1009話
12月31日(金曜日)
「パパ、ママ。おやすみ」
「パーパ、マーマ。オヤスミ〜」
「おやすみ。凱央、悠助」
「おやすみ。良い夢が見られると良いね」
お揃いのパジャマを着た二人は雄太と春香に手を振ってから二階へと向かった。
俊洋と美理愛は、もう既に春香の部屋でスヤスヤと眠っている。
春香は温かいコーヒーとホットミルクを手に雄太の待つリビングへ向かった。
「ありがとう、春香」
「うん」
並んでソファーに座るとどちらからともなく顔を見合わせてキスをする。
「雄太くん。今年一年お疲れ様」
「ありがとう、春香。今年もリーディング一位獲れて良かったなぁ〜」
「一番はダービージョッキーになれた事でしょ?」
「だな」
子供の頃からの夢であるダービーを獲れた事は雄太にとって自信になった。
ダービージョッキーの一人に名前を連ねられたのは、慎一郎も理保も本当に喜んでくれた。
凱央が『騎手になる』と宣言をした事のほうが慎一郎には嬉しかったようだが。
「騎手になりたいって思ってくれたんだよな」
「パパが格好良い姿をたくさん見せてくれたからだよ?」
雄太は少し照れくさそうな顔をする。
「俺も父さんを見て騎手になりたいって思ったんだよな。凱央が乗馬を習いたいって言ってくれた時もだけど、凱央の口から『騎手になる』って聞いた時、本当に胸がいっぱいになった」
「うん。何となくそうなのかなって思ってたけど、はっきり口にしたのを聞くと嬉しいよね」
将来の夢を騎手に決めたのはいつなのだろうか。もしかしたら乗馬教室に行きたいと言った時からだろうか。
誕生日とクリスマスのプレゼントは一緒で良いからと乗馬に使う物を口にする凱央を、春香は小さな雄太を見ているようで愛おしいと思っている。
「悠助もいつか騎手になりたいって言うかな? でも、悠助はゲイルのような別れをしたくないって思ってるかも知れないな」
「どうだろうね」
メイゲイルを亡くした事は悠助の心に深い傷を残す事となったが、その傷を癒したのはメイゲイルだった。

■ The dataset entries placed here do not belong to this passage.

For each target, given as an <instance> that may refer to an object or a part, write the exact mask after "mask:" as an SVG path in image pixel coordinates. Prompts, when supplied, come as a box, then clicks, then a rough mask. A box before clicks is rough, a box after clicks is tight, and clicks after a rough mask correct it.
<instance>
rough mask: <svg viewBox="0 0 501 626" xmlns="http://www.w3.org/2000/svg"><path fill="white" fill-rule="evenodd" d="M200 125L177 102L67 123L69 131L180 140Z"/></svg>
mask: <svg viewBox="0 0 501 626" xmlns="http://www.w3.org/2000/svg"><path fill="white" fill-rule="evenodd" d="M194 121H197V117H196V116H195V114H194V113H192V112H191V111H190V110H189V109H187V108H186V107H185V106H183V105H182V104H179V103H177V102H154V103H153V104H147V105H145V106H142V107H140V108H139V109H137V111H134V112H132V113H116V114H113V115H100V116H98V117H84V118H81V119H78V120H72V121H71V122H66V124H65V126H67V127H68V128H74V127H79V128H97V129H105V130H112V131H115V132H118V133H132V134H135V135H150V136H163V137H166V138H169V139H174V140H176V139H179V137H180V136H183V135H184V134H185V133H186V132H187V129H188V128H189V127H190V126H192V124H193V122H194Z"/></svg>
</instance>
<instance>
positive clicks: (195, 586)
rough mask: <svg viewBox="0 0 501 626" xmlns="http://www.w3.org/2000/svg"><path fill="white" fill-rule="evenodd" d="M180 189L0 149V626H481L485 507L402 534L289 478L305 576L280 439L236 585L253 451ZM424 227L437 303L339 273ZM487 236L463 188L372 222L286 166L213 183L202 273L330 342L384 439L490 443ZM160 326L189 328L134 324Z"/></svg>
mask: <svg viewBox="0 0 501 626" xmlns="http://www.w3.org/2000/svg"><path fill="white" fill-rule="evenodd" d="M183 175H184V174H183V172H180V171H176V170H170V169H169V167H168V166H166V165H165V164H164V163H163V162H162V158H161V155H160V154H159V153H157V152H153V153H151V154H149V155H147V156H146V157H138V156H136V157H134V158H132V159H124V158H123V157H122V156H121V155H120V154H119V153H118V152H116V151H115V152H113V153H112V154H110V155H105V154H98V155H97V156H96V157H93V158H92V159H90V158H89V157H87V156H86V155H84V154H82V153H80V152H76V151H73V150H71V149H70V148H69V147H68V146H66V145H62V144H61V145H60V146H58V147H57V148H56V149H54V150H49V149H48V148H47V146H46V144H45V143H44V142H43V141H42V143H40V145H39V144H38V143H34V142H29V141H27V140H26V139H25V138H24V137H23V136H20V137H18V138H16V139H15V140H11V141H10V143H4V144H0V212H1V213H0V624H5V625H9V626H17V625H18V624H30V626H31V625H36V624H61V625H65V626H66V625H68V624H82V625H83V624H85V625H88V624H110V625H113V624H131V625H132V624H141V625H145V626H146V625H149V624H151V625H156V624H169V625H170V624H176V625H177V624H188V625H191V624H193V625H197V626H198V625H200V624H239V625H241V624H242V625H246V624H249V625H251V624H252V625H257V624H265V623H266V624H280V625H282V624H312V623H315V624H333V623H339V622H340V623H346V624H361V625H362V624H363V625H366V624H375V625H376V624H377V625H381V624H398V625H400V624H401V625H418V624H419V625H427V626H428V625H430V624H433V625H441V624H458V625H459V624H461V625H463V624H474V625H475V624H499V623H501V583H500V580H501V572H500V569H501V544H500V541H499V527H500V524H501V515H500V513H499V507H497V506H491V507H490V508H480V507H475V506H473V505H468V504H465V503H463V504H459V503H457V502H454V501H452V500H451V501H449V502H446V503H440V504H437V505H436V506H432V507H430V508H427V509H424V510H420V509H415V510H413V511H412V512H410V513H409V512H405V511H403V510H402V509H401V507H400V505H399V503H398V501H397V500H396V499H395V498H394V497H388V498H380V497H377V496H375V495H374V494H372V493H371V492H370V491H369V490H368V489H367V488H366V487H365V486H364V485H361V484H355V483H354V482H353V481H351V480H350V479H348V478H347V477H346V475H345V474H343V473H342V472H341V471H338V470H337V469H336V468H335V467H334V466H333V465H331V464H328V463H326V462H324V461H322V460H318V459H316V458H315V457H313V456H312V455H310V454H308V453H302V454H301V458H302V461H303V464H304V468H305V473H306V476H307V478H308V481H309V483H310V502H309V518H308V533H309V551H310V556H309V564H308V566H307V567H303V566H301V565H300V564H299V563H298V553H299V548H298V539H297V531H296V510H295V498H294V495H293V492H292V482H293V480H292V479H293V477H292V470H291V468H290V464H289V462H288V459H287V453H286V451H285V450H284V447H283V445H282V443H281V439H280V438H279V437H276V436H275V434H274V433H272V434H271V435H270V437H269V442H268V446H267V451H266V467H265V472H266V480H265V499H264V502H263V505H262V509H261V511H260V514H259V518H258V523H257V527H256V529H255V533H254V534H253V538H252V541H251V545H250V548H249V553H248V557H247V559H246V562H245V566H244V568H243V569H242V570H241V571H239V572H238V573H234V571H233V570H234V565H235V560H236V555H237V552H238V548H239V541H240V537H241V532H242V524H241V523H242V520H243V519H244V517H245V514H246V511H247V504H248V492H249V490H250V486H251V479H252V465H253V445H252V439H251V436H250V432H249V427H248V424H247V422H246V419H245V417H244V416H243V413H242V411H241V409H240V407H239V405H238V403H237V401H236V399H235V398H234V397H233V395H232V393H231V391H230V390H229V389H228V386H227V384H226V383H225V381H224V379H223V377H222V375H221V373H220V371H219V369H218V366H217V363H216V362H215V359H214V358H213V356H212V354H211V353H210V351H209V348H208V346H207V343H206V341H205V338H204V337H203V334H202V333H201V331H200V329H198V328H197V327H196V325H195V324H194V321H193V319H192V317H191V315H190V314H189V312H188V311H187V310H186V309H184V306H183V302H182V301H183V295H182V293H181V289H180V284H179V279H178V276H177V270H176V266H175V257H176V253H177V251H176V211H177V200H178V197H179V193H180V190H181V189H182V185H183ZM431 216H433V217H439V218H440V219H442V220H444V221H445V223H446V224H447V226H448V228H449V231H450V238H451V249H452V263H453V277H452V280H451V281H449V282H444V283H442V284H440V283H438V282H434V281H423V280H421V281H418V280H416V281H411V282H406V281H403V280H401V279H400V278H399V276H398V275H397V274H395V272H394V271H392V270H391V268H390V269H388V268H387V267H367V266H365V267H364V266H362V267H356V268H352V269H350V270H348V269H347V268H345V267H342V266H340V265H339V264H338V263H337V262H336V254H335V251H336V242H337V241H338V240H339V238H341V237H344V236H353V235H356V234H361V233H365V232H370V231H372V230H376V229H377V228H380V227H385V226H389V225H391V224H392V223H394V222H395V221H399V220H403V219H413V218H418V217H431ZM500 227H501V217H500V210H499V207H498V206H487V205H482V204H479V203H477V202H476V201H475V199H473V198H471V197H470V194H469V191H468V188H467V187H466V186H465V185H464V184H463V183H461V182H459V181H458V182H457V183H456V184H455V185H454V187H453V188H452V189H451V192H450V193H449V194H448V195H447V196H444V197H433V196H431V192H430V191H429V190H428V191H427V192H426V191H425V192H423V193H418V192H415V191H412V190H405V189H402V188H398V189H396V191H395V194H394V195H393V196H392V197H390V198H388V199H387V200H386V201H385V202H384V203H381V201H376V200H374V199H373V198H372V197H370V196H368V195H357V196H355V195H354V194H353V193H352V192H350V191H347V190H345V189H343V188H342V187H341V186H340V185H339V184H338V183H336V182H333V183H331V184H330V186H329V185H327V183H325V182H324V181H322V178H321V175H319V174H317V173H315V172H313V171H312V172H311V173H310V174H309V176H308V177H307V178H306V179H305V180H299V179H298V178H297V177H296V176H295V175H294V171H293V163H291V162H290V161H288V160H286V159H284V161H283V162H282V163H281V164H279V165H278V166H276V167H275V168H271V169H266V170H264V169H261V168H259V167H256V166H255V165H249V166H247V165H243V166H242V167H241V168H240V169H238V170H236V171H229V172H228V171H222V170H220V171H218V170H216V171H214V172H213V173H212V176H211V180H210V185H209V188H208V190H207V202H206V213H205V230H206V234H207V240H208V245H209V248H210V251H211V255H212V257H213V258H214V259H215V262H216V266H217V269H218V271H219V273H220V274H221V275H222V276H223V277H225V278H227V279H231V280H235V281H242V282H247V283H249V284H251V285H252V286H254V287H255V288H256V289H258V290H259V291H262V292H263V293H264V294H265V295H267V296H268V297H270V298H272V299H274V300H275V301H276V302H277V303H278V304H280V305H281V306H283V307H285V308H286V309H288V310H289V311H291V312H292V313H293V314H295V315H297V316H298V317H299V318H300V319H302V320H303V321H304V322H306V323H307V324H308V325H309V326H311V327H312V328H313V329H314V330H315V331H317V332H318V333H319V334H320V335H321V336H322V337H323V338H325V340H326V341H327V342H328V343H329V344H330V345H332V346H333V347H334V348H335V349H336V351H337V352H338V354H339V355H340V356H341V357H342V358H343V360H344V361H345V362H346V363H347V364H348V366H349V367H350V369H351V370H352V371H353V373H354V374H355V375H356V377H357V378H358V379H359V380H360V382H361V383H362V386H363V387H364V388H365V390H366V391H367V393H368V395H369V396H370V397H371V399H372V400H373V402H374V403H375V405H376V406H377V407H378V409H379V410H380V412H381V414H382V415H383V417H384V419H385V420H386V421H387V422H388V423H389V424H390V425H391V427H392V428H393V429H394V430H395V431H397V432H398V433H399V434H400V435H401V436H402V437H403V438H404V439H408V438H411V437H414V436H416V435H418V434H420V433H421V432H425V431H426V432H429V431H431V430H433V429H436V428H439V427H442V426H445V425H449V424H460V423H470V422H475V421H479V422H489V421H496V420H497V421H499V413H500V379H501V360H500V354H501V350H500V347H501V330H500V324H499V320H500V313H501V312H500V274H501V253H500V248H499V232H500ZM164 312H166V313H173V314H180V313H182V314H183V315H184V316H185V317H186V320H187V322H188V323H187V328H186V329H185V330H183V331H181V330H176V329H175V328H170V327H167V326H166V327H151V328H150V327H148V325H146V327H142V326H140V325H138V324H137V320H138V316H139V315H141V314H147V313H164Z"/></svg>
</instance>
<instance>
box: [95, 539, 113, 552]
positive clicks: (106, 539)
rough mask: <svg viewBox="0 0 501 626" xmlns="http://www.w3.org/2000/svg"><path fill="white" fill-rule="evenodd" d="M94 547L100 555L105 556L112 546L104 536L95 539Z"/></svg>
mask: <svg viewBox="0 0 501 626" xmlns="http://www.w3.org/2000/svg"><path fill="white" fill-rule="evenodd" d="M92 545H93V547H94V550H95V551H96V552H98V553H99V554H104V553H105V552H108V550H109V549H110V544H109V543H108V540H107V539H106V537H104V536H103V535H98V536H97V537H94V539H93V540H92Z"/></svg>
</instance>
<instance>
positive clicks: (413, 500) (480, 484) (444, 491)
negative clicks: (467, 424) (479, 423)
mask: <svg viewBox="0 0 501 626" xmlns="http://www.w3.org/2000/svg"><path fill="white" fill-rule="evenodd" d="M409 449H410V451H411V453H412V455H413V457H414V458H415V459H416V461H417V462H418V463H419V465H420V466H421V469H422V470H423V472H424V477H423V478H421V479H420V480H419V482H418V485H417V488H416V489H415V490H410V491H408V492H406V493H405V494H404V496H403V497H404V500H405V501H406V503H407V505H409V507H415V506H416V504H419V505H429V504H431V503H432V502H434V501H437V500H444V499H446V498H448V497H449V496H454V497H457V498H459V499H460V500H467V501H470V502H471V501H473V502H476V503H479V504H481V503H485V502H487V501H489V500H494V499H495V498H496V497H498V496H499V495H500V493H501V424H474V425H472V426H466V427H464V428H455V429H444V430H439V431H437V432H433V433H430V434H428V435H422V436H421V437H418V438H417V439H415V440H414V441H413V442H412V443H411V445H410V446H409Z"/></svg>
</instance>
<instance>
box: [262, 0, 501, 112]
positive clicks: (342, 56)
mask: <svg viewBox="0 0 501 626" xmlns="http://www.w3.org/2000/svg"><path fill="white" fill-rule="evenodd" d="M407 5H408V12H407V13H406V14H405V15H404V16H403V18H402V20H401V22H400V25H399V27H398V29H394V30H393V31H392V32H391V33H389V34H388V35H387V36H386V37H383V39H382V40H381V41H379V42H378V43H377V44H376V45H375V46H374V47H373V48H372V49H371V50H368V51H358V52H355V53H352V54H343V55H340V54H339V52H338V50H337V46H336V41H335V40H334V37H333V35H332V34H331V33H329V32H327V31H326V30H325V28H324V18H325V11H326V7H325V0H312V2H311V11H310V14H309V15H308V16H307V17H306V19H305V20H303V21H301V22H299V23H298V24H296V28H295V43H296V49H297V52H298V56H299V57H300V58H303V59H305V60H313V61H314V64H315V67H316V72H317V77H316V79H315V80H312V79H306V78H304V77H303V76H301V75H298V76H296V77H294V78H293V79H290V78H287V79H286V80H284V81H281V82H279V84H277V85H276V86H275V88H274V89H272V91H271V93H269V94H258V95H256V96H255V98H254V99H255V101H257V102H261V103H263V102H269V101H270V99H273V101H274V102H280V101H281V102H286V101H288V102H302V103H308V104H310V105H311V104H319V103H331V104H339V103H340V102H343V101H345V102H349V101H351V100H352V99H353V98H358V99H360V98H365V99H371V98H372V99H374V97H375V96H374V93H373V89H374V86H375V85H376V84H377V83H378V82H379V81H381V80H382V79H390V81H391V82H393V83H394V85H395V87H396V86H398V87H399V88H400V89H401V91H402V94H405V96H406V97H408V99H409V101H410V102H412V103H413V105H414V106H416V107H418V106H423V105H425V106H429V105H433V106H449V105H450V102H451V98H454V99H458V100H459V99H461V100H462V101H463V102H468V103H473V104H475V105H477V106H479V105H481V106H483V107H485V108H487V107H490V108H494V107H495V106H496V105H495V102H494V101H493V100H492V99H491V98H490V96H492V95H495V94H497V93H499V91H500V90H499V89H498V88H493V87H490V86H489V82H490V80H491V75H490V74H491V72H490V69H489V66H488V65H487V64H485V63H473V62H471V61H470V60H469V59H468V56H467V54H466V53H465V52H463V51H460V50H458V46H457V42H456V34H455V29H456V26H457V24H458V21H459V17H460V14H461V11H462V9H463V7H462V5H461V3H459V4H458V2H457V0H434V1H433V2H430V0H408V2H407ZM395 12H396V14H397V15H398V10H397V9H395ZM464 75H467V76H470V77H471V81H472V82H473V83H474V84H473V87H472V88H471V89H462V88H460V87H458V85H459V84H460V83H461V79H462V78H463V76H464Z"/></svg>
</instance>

「ゲイルに乗った……なんて聞かされて直ぐには信じられなかったけどな」
「うん。私も凱央の時と同じような夢だって思ったんだけど、あのボンボンは説明がつかなかったんだよね」
悠助が手にしていた黄緑色のボンボンは、今は悠助の部屋に飾ってある。
「あのボンボン、本当にどこから出てきたんだろうな? 江川調教師が悠助にくれたなら、ゲイルに乗ったって夢を見た時に驚くとは思えないし」
「不思議だよね。あのボンボン、まっさらって感じじゃなくて少し汚れがあったんだもん」
雄太も悠助が見せてくれた時、ほんの少しの土のような物と枯れた草の欠片がついていたのだ。
(キックバックで泥や芝が飛んで来るけど、ゲイルの前には他馬はいないし……。そもそも、ゲイルのボンボンが悠助の部屋にある訳がないし……)
サンタクロースからのプレゼントとして額に入れたメイゲイルのメンコは馬主がくれた物だ。
江川が悠助が描いてメイゲイルの馬房に供えた絵を馬主に送ったお返しにと送ってくれたのだ。
(ボンボンはもらってないし……。そもそも、メンコはボンボンを見つけた後もらった物だし……)
尚道が遊びにきたとしても、男の子てある尚道がボンボンのついた髪飾りをしていた事はない。
もちろん二階で遊んだりしている俊洋もだ。ボンボンのついた髪飾りなど持ってもいないし、つけてもいない。
(美理愛はボンボンの髪飾り持ってるけど、赤やピンクで黄緑色は持ってないもんな)
何度考えても、どう考えても分からないが、悠助はメイゲイルのボンボンだと信じていて、春香に買ってもらった小さなコレクションケースに入れて大切にしている。
「ゲイルはきっと悠助を見守ってくれるよな」
「うん。私もそう思ってるよ」
微かに除夜の鐘が鳴っているのが聞こえた。
「今年が終わるな」
「うん。来年もよろしくね、雄太くん」
「ああ。良い一年にしような」
雄太は春香をそっと抱き締めて1999年も良き一年になるようにと祈っていた。